1) Objectives: The current facial recognition tools are inefficient in predicting landmarks for facial palsy patients. Noticeable asymmetry in the face results in inaccurate results as the prediction models are trained on symmetrical faces. In this study, a method is proposed which takes advantage of the existing powerful machine learning tools which are trained on datasets of healthy subjects with symmetric facial movements to create a system that can analyze and localize facial landmarks on both healthy as well as facial palsy subjects.
2) Methods: The task is accomplished by a simple image processing algorithm where two symmetric faces are generated from a non-symmetric face image representing the left and right sides of the original image. This method was tested against two other methods. One, which uses the cascade of regression trees (CRT) algorithm and the other which is a retrained version of the CRT algorithm on a dataset of facial palsy cases called Massachusetts Eye and Ear database and model (MEE).

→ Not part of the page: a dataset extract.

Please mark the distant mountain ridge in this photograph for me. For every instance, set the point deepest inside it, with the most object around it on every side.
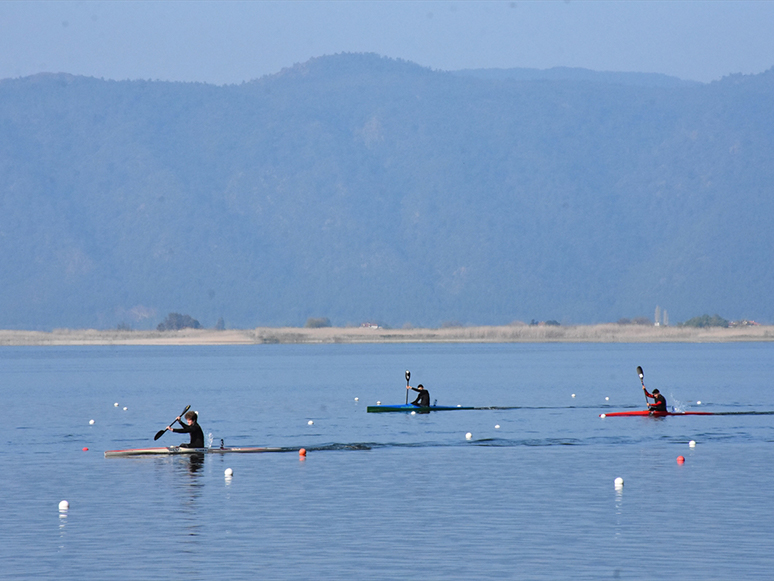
(579, 74)
(361, 188)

3) Results: The methods were compared on 3 different types of test datasets containing a total 125 images. The proposed method outperforms other two methods in cases of asymmetrical faces from healthy people and palsy patients with approximately 7% lesser error compared to the CRT method and 39% lesser error than the MEE method.
4) Conclusion: The proposed method had a considerably better performance compared to the other two methods, which opens new perspectives to address the problem of face landmarks localization problem on facial palsy cases.